Twitter has made a pledge to not use any patents derived from its employees’ inventions to launch offensive lawsuits against others without the inventor’s express permission. In other words, if you own a patent that you’ve licensed to Twitter as their employee, you can say “no” to any lawsuit they may wish to undertake to enforce that patent.
This is good news, but Twitter is just one small fish in a huge ocean of patent holders in technology. It’s a good example and it wins over the hearts of most engineers, but it’s still not much in the larger scheme of things.
Another option is the newly-minted Defensive Patent License project. This has been in the works for years, but didn’t launch publicly until just a few days ago. DPL’s goal is to create a network of technology innovators who own patents to various tech, but who are willing to allow others to use that to further create new technology without requiring hefty fees or threats of lawsuit.

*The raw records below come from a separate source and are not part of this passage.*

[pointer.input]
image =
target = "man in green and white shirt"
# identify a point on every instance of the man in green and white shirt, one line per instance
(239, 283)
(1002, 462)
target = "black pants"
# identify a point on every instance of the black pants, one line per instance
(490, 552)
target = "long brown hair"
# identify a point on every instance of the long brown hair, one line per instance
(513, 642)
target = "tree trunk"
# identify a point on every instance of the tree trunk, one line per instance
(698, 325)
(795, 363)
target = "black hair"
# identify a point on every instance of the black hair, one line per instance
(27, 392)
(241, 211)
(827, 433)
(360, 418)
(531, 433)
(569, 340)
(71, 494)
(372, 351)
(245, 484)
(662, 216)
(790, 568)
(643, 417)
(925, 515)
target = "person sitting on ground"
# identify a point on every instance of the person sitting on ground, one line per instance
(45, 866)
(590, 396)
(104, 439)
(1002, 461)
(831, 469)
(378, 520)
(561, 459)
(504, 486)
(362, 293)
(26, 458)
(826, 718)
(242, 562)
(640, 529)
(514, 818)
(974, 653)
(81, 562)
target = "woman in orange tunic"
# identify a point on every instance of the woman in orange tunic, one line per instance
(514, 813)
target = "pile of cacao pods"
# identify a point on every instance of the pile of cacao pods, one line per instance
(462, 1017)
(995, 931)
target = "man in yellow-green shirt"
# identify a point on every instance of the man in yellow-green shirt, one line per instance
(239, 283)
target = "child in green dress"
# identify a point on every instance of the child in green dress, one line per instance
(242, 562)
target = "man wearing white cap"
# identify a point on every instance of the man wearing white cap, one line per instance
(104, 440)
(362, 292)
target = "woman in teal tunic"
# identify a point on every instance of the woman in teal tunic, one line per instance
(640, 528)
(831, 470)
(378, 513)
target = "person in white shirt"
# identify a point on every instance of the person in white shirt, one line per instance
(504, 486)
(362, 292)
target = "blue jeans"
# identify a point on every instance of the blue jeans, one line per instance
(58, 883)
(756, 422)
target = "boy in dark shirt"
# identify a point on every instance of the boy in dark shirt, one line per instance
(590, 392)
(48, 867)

DPL has an extensive legal document and agreement form that those who join must peruse and sign, but in the end, it works fairly simply.
Co-founder Jason Schultz, a Berkeley Law professor, says that “..the idea is if you want to be part of this network of defensive patent people, you are committing that all of your patents, every single thing you’ve done, will be available royalty-free to anyone who wants to take a license, if they commit to only practice defensive patent licensing. As long as they don’t offensively sue anyone else in that network, everything’s cool.”
In other words, you join the DPL “club” and everyone in the club has access to your patents and you, in turn, have access to theirs. So long as you don’t violate the simple rules of the club, you will not be sued by anyone else in the club for using their patents but you cannot sue for using yours either. The provisions to not sue others do not affect non-members, so if you are a DPL member and someone not a part of the DPL infringes on your patents, you are still free to sue.
This has several advantages. First, if you’re small potatoes with some good patents, you can now pool your intellectual rights with others who may have better (more commercial) uses for it. At the same time, if someone outside of the group uses your patent without permission, you can ask your DPL friends to help enforce that patent, since collectively, all would benefit.
Obviously, companies who exist only to own patents and use them in litigation are not likely to join something like the DPL. On the other hand, they would have far fiercer competition should they attempt to sue or infringe on someone in DPL who has a collection of powerful friends willing to help back them.
So far, DPL is just an idea that has finally gone public. Prominent lawyers have already given cirtique of the plan and suggest some changes to help it benefit the patent holders more and discourage those with weak portfolios or who are just interested in copycatting others’ patents from joining. Schultz says the criticisms are legitimate, but the idea is sound and, while it will require some tweaking, is ready to go.